Not sure about life expectancy but I would say not many of the ones I know are over 50.
Of course I don’t mean to sound blasé, it’s a absolute tragedy that these people are basically left to die by society. I feel really strongly that we should help these people earlier before they lose control of their lives. I would say the vast majority that I’ve talked to had major life traumas/ disasters between the ages of around 7-14 and it’s made me want to do something to help this.
The drug/ alcohol services do actually try to do a good job but unless the addict is engaged and really wants to stop they don’t stand a chance. My partners drug worker believes he hasn’t used for 11 months because he talks the talk and produced a clear test after staying clean for a month last year... He sees them as the enemy not as someone who can help him and improve his life. But he knows that only he can do it... it just really really really hard!
I know I need to lose weight - sometimes I do, sometimes I can’t be bothered, sometimes I’d rather just stay as I am because it’s easier and it’s what I know. Being a drug addict is exactly the same. He has the same daily struggles between what he knows he “should” do and what his addiction is telling him he needs. It could be coffee, sugar, cigarettes, shopping or heroin, it all works in exactly the same way, and this is why I don’t judge him, because if addiction wasn’t incredibly hard we’d all be slim, healthy, habit free clones with total control over our lives.... and we’re not!
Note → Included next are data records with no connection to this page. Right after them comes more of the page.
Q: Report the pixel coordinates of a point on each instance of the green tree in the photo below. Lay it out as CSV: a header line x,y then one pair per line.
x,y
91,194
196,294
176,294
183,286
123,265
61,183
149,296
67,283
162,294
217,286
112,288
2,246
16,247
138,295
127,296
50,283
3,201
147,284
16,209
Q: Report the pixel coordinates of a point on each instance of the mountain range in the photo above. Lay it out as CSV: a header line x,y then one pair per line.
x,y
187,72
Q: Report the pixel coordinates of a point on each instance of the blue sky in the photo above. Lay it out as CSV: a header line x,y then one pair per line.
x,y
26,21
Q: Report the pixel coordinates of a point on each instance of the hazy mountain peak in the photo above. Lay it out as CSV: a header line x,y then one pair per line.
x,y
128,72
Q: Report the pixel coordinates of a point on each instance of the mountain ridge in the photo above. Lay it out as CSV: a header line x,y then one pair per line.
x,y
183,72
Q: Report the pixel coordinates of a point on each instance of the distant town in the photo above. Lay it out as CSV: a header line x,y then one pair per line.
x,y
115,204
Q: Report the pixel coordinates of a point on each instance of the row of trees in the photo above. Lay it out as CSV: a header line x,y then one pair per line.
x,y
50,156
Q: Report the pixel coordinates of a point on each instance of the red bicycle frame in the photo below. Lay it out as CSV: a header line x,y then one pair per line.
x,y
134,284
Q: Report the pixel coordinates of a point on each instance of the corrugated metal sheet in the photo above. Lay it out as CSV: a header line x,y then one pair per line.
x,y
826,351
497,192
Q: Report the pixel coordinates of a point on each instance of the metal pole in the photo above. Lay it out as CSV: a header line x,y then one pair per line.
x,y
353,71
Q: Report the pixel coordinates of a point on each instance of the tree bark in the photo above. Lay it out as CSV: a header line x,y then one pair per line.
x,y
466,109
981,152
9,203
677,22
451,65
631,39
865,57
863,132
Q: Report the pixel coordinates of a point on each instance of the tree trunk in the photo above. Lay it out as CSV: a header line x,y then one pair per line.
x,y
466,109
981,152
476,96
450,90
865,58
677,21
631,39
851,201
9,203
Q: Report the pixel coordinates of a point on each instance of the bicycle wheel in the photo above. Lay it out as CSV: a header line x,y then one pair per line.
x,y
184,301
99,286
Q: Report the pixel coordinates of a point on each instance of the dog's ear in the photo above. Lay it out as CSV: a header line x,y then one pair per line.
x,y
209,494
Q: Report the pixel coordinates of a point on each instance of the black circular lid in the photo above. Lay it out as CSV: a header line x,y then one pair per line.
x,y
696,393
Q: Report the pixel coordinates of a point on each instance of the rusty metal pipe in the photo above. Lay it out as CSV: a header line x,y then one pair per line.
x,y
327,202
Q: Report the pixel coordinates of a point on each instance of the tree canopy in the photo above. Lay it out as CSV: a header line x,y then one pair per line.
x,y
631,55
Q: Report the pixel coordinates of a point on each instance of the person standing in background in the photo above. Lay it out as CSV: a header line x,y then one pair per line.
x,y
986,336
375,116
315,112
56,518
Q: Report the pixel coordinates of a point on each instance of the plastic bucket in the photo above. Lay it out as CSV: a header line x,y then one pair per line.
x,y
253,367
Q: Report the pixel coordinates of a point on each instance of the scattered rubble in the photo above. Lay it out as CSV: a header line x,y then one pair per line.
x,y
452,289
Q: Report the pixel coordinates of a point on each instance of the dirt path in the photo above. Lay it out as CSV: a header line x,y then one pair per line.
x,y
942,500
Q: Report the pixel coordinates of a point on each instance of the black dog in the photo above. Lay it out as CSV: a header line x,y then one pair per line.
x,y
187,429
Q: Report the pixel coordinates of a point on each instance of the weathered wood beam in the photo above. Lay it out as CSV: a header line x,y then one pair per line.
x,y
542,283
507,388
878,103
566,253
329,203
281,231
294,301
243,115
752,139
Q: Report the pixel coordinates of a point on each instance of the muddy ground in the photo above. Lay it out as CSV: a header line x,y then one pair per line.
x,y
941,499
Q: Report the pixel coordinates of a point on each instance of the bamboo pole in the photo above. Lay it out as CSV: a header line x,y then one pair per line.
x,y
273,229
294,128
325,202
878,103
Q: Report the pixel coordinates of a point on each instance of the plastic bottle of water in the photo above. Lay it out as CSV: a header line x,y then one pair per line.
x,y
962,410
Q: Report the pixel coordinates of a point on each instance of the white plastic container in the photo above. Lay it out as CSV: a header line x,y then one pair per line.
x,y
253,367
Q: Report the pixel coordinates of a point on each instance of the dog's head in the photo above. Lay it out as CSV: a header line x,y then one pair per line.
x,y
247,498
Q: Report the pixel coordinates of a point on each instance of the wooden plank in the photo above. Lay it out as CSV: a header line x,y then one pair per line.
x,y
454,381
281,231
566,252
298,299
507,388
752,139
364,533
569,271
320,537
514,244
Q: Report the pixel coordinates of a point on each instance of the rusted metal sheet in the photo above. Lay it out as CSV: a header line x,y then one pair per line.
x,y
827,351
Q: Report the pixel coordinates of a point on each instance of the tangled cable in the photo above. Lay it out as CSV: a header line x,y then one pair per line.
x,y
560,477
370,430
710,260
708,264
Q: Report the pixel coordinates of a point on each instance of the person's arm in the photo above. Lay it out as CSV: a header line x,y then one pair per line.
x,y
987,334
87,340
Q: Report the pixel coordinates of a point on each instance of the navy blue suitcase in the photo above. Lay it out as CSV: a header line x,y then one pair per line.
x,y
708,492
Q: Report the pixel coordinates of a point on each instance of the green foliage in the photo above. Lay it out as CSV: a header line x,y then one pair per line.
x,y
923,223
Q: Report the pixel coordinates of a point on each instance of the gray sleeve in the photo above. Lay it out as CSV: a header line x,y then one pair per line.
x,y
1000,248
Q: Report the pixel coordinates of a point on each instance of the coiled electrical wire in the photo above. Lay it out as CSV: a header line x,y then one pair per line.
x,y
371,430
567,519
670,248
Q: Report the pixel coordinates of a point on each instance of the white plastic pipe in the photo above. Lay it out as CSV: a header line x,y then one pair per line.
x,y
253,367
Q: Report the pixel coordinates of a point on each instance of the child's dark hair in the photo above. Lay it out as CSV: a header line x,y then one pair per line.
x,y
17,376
Am I worried he’ll die? I’m not sure. He wants to die and if I’m honest, if it was me I’d want to die too. Life is incredibly hard anyway but having to deal with that forever? I’m not sure I could. I’ll wish I could help him more. I know I have massively changed his life and shown him life can be different. I’d hoped that this would be enough. To make him see there’s more to life but it’s hard to break 20 years of habit. I hope he gets clean, I hope he survives. He’s a wonderful person. He’s kind, funny, loving, and many more things but he never really had a chance because his life was always about surviving. Maybe we will go away for a while and see if that works. But if he does die then I know I tried all I could and I gave him by far the happiest 2 years of his life, but it still wasn’t enough. Unfortunately I’ve got other things going on right now that are taking my energy and I’m kind of taking step back. He needs me but I need to look after myself first.